Companies are turning to multi-cloud services. Clients want more, which is why businesses need to diversify their offerings. Multi-cloud platforms give them this flexibility but also introduce added security risks. More attack surfaces pop up, and as you use different services, permissions strictures can become complex.

You can’t apply the same rules to one cloud as to another. Since every cloud environment is different, multi-cloud ecosystems function in varied and unique ways. In this guide, we will go over how multi-cloud security works and what you can do if your enterprise is headed in that direction.

Multi-Cloud Security - Featured Image | SentinelOneWhat is Multi-cloud Security?

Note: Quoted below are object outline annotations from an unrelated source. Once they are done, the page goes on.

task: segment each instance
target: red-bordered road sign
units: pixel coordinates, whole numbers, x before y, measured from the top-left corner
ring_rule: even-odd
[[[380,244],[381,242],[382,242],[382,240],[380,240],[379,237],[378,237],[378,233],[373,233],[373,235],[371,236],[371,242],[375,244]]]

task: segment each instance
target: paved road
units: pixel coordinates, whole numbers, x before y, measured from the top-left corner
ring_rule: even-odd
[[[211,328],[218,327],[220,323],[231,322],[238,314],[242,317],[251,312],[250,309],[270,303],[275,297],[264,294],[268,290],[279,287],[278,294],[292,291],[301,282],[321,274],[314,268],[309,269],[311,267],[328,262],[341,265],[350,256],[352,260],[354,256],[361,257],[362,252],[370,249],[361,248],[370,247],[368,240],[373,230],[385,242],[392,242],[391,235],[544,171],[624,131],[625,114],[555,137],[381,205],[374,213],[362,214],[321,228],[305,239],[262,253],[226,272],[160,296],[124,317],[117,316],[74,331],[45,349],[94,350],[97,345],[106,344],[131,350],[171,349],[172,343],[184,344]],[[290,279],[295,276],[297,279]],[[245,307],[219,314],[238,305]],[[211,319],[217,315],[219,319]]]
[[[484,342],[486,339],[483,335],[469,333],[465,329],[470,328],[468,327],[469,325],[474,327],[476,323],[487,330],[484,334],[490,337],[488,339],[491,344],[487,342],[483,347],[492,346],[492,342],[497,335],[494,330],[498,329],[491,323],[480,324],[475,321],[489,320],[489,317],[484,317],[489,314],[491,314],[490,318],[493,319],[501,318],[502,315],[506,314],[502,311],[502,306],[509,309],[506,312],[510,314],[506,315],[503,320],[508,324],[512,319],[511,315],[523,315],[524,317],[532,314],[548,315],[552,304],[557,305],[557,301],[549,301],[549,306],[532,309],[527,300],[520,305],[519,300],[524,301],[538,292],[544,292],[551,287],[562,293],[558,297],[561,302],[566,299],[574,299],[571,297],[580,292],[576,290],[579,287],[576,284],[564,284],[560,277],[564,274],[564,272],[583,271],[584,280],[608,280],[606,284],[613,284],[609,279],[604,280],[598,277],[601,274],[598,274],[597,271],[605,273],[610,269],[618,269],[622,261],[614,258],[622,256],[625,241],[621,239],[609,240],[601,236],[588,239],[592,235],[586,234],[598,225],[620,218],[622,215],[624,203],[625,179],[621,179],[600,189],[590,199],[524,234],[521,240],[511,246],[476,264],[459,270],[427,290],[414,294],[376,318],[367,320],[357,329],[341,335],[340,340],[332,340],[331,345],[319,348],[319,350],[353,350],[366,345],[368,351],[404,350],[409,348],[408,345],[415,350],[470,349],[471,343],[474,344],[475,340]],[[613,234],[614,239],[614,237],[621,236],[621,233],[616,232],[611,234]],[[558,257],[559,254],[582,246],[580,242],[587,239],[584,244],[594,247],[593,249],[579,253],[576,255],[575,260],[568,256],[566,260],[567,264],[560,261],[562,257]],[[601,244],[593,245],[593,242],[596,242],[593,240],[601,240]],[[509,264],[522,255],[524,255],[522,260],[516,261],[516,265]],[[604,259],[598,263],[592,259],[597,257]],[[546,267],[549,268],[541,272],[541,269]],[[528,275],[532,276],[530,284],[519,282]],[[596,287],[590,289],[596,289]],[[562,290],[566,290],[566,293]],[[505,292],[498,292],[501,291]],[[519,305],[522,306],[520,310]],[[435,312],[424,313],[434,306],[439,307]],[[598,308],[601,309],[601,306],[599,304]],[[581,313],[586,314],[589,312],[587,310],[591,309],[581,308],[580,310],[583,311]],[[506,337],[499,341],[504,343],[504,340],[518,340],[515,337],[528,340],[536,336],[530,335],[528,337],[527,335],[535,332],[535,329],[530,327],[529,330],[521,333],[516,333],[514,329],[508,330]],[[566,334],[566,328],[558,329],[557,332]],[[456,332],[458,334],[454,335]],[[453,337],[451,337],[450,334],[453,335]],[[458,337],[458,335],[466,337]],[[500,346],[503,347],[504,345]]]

Multi-cloud security is security that uses a combination of tools, strategies, and practices to protect critical data, apps, and infrastructure across multiple and disparate cloud computing platforms. 

Its purpose is:

  • To reduce complexity and mitigate risks
  • Providing a single pane of glass view into security ops
  • To enhance resilience and reduce attack surfaces

Why is Multi-Cloud Security Important?

Multi-cloud security is important because you can use it to reduce business security risks. If your company uses multiple cloud computing platforms, then you can use it to address the fragmentation of security and management controls.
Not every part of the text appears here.